Each sentence typed creates a new animation and a new page. A series of sentences represent a story. The controls at the bottom allow navigation through the pages of the story, playing back the corresponding animations (demo [2]). At any time a child can augment the story by entering another sentence.

Our Natural Language Processing (NLP) software parses each sentence to extract the actor (noun; dragon in the example), action (verb; flew), direct object (noun; none in this example), and the location if any (noun; beach) [1]. The output is a tree containing the sentence structure. An interesting property is that different tenses, including passive tenses, have the same logical form. For example, ‘The dragon kicked the ball on the beach’, ‘The dragon is kicking the ball on the beach’, ‘The dragon kicks the ball on the beach’, or ‘The ball was kicked by the dragon on the beach’ will generate the same logical form and animation. This allowed the prototype to understand a wide range of sentences and also allowed us to swap languages relatively easily – we experimented with English and French versions.

We had to address word strings that did not yield a valid sentence. The intent was to display whatever we could based on the information recognized in the sentence. For example, if the program could identify only an actor, the actor was shown looking confused.

3 Animation Style

We built and explored several animation engines. One goal was to enable children to insert images or use a pen to sketch actors as they created stories, and we soon saw that a 3D engine sets expectations of perfection that would inhibit such input. Realistic 2D animations also proved limiting: ‘A man eats a ball’ could be animated, but ‘A ball eats a man’ is a valid sentence that is difficult to animate when a ball has no mouth. Our solution: simple ‘South Park Type Animation,’ in which every object is a 2D image with a mouth defined as a horizontal split line. To make it visually more interesting, an optional body with an attach point pivot on the head can rotate and scale independently. To make ‘flying’ or ‘jumping’ visually understandable, a shadow below each actor reveals whether or not it is touching the ground. Figure 12.2 illustrates this with a dragon and a generic actor with placeholders for the head and body, and a shadow.

Fig. 12.2
figure 2

(a) A generic actor with head, mouth, optional body, and shadow; (b) An instance of a dragon actor

Because all nouns are given a mouth, a ball can eat a man.
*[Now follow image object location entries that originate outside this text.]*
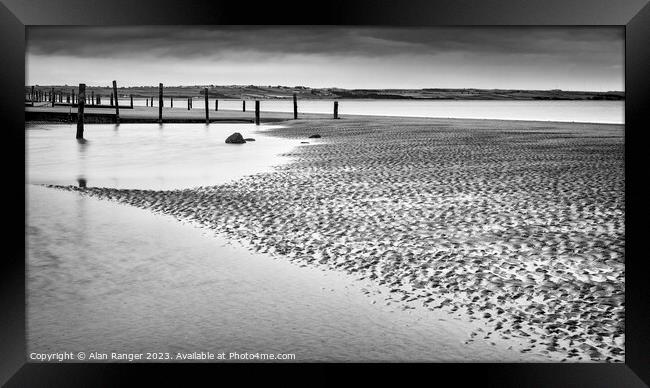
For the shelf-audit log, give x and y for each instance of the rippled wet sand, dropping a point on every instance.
(517, 225)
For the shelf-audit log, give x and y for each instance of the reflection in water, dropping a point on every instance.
(149, 156)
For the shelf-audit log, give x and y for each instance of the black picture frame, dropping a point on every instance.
(633, 14)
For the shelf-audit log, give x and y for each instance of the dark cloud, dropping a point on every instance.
(572, 58)
(209, 41)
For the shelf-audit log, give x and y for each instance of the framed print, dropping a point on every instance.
(447, 184)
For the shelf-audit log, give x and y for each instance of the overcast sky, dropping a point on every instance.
(569, 58)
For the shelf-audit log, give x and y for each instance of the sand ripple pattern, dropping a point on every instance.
(517, 225)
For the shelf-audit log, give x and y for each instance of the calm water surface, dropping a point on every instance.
(149, 156)
(107, 277)
(610, 112)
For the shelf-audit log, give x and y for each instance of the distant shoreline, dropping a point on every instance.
(304, 93)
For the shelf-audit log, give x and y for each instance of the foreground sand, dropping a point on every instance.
(518, 225)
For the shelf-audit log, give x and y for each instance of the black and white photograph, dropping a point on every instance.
(316, 193)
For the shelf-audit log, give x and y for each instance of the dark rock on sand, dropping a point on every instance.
(235, 138)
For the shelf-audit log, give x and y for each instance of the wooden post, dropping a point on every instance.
(80, 111)
(295, 106)
(117, 104)
(160, 103)
(207, 108)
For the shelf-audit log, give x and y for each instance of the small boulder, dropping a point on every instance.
(235, 138)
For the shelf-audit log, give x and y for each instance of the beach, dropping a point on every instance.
(515, 228)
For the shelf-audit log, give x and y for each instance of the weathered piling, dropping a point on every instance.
(117, 103)
(160, 103)
(295, 106)
(80, 111)
(207, 109)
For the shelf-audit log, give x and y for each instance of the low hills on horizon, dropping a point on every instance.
(250, 92)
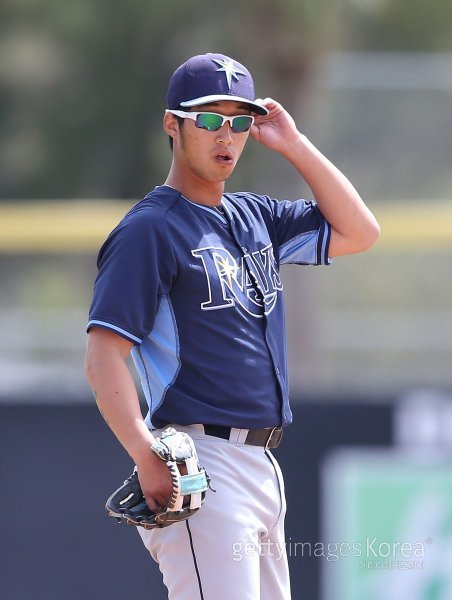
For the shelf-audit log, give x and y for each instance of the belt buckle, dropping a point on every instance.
(267, 443)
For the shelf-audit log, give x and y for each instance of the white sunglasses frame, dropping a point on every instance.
(193, 116)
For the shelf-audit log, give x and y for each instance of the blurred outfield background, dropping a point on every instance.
(82, 87)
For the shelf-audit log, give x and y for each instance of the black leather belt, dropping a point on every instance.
(268, 437)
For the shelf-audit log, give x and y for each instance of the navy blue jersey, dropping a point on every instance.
(200, 296)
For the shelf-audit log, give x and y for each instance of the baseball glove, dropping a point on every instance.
(128, 503)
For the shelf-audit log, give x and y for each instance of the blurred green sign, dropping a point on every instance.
(387, 526)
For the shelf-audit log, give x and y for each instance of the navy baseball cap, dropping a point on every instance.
(209, 78)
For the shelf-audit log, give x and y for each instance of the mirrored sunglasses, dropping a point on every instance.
(213, 121)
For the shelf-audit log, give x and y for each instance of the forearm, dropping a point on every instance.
(117, 400)
(354, 226)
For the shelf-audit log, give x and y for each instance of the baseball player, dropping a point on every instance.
(189, 285)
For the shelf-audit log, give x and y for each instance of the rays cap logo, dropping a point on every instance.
(209, 78)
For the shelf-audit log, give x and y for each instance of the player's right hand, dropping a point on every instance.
(155, 481)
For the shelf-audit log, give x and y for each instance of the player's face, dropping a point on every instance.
(211, 155)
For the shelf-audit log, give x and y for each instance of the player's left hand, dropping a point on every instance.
(277, 130)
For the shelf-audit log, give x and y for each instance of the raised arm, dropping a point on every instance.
(353, 227)
(117, 400)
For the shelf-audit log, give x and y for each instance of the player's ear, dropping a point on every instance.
(170, 125)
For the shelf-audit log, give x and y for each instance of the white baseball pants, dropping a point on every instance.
(233, 548)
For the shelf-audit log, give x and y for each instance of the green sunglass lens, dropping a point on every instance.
(209, 121)
(213, 122)
(241, 124)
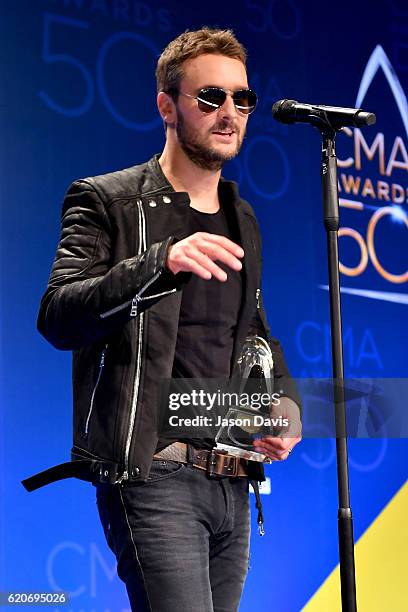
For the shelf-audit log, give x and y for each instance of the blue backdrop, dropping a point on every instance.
(78, 98)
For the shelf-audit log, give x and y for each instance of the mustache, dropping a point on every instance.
(225, 126)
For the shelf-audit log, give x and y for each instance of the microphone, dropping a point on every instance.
(290, 111)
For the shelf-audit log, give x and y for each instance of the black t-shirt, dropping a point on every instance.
(208, 318)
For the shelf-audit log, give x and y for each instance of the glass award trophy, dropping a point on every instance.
(245, 421)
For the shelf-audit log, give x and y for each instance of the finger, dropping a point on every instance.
(271, 455)
(224, 242)
(219, 253)
(190, 265)
(275, 444)
(206, 262)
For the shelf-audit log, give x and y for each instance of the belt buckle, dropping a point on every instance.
(216, 465)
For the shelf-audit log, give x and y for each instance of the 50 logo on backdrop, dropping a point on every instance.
(85, 79)
(384, 197)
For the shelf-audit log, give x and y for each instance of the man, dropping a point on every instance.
(157, 274)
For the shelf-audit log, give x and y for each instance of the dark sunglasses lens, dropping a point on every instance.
(210, 99)
(245, 100)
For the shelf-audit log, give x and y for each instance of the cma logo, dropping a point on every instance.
(67, 553)
(313, 344)
(383, 198)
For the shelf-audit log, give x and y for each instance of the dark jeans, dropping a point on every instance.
(181, 539)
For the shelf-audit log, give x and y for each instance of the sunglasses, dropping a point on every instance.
(210, 99)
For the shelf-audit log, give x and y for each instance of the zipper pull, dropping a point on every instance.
(133, 309)
(102, 363)
(125, 476)
(258, 295)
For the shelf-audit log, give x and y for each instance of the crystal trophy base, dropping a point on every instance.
(241, 452)
(236, 434)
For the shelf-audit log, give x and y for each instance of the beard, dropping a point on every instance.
(201, 154)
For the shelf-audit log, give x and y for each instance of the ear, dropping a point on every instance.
(167, 108)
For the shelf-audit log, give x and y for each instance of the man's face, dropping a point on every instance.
(211, 139)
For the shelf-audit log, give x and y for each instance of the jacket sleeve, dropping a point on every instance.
(87, 298)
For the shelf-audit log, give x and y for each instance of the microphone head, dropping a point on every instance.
(363, 118)
(282, 111)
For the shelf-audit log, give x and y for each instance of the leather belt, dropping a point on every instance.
(215, 463)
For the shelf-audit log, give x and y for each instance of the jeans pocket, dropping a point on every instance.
(163, 468)
(102, 504)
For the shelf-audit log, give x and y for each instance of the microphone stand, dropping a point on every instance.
(331, 224)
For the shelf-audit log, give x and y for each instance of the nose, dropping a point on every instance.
(228, 110)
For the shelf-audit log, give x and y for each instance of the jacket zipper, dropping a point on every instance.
(101, 366)
(136, 382)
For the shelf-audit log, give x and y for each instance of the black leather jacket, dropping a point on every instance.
(111, 300)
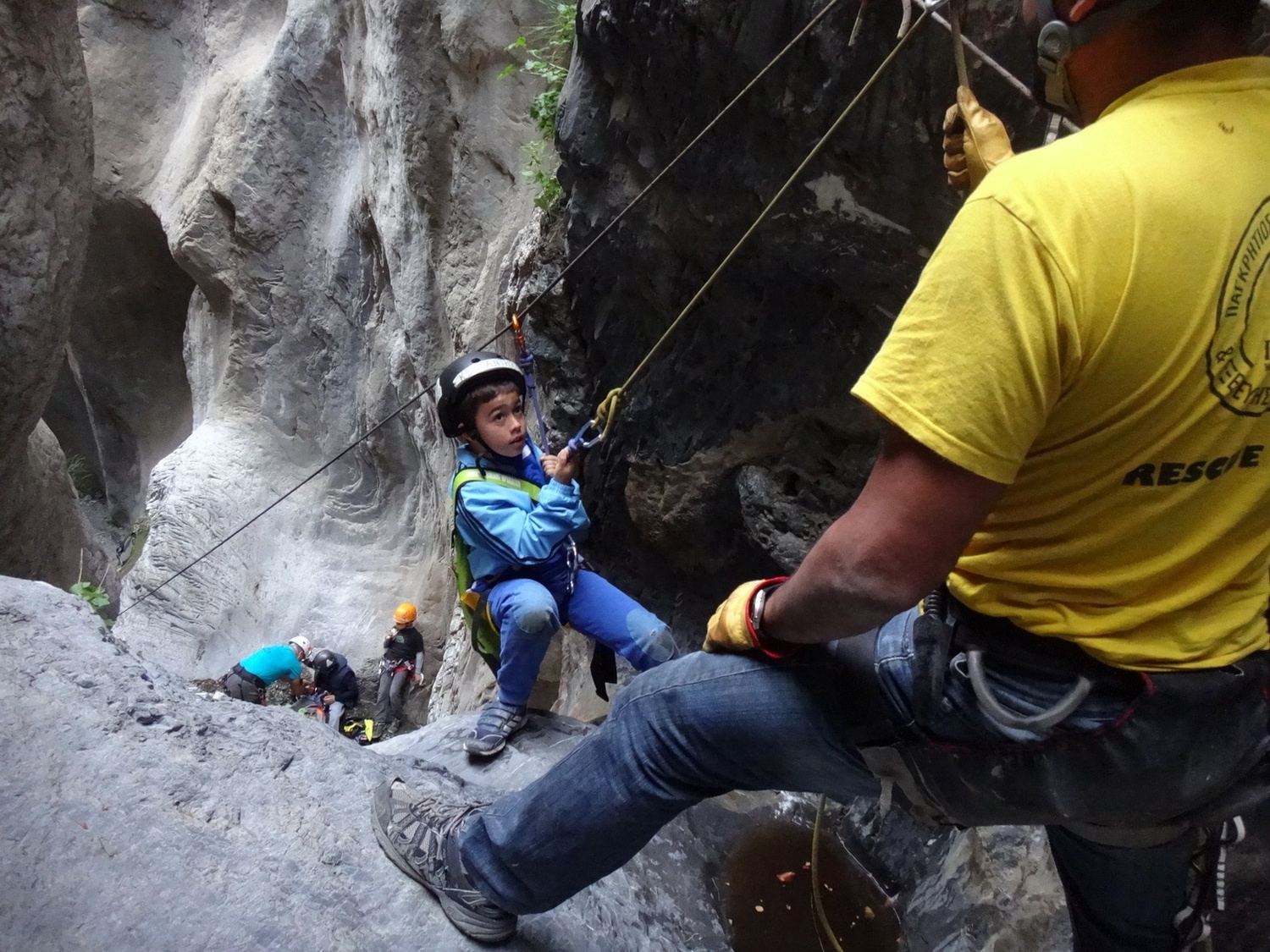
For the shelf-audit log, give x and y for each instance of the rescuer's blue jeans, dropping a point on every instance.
(528, 612)
(708, 724)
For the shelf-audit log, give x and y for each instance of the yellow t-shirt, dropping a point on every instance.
(1094, 330)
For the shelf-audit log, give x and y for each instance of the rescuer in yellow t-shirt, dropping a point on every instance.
(1076, 466)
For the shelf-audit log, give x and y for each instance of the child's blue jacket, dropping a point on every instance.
(507, 532)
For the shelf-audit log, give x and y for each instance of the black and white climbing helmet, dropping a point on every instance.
(464, 375)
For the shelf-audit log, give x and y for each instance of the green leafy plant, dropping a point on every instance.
(93, 594)
(546, 51)
(83, 477)
(96, 596)
(550, 193)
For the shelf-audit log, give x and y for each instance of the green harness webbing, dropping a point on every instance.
(485, 639)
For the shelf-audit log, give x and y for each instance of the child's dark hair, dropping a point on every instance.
(478, 398)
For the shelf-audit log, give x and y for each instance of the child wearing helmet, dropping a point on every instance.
(520, 512)
(251, 678)
(401, 665)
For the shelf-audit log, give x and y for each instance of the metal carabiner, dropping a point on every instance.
(579, 441)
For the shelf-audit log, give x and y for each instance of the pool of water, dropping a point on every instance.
(769, 895)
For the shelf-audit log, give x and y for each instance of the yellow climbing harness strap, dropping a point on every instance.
(607, 410)
(485, 636)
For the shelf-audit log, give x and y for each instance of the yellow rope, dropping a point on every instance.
(955, 14)
(815, 871)
(607, 410)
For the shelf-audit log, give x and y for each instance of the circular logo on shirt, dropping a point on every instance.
(1239, 358)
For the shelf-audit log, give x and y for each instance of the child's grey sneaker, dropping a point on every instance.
(497, 723)
(418, 833)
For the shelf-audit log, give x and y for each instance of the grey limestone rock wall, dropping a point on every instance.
(742, 442)
(139, 812)
(45, 198)
(300, 213)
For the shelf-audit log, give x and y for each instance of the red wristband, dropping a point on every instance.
(772, 647)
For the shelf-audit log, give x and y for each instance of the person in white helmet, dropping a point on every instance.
(1079, 398)
(251, 678)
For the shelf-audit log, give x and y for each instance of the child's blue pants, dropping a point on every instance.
(527, 614)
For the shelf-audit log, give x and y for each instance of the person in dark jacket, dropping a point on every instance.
(333, 675)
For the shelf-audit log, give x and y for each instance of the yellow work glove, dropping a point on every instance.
(731, 629)
(975, 141)
(728, 629)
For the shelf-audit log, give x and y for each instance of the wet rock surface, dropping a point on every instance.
(46, 169)
(140, 812)
(742, 441)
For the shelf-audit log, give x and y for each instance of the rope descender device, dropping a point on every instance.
(525, 360)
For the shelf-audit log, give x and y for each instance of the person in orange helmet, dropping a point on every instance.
(1079, 405)
(401, 665)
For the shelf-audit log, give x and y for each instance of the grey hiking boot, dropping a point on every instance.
(497, 723)
(418, 833)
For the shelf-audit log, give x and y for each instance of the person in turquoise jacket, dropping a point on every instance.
(251, 678)
(523, 551)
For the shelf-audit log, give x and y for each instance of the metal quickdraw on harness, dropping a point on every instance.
(395, 665)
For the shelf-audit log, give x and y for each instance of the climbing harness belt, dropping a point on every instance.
(597, 429)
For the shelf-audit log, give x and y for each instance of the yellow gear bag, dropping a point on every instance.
(485, 637)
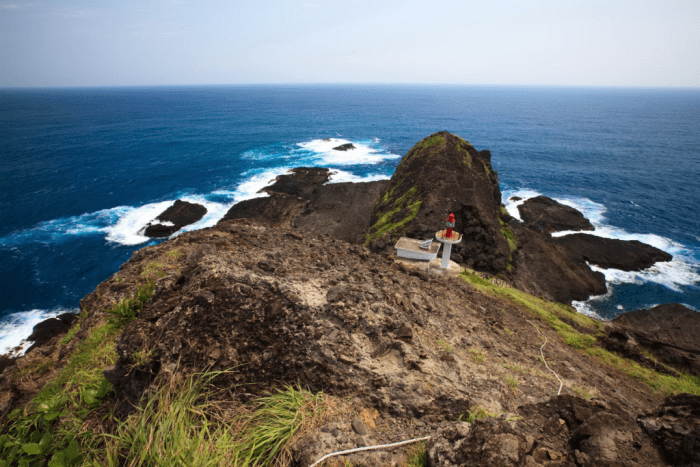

After an object is eaten, it reemerges in a whimsical way, to be available for subsequent use and to avoid scaring a child if what was eaten was a person, pet, or other valued item.

4 Personalizing and Scaling with Sketches and Images

Children inevitably want to add objects not in our set, including photos of family, friends, pets, and toys. We enabled them to sketch objects with a stylus, insert photos, and draw over photos, with the results incorporated into the available set. It was engaging for children to modify the system and create unique, personalized stories this way, rather than being restricted to pre-built content. Most sketches were rough, but they were easily incorporated into the South Park style animation.

The early example above illustrates the vocabulary extension, preceding the full South Park like animation style. Encountering ‘The man ate a pizza in the town,’ with no corresponding visual for pizza, the Natural Language Processing component detects that and the child is asked to draw it (demo [2]). From then on, the system associates that drawing with the word ‘pizza’ when it appears in the text (demo [2]) (Fig. 12.3).

Fig. 12.3
figure 3

The pizza drawing (above) and its use in two sentences

We created simple templates of a headless man, woman, girl and boy on which a face could be drawn or a photo placed. One appeared in Fig. 12.3; two are shown in Fig. 12.4.

Fig. 12.4
figure 4

Actors with photographed and sketched faces

A photo could be adorned with glasses, moustache, tattoos, missing teeth, and so on, if desired. Figure 12.5 shows in sequence a man’s body, after a face has been added, then when adorned with colored hair, and finally given a name (“Michel”) and used in a story (demo [2]).

Fig. 12.5
figure 5

A sketchpad showing a body as face, hair and action are added

We created generic activities for verbs, described in more detail in the Appendix, and considered how new verbs might be added. In Fig. 12.6, a user sketches the verb ‘cheers’ (raising both arms) on a tablet with a stylus. (This prototype also included a physical robot, described later.) To define cheer, a user stroked on the tablet to raise first the right arm, then the left.

Fig. 12.6
figure 6

A user defining the verb ‘cheers’ by sketching

The general issue of enabling children to create verbs is an area for future exploration. It could make use of depth cameras and other new technologies.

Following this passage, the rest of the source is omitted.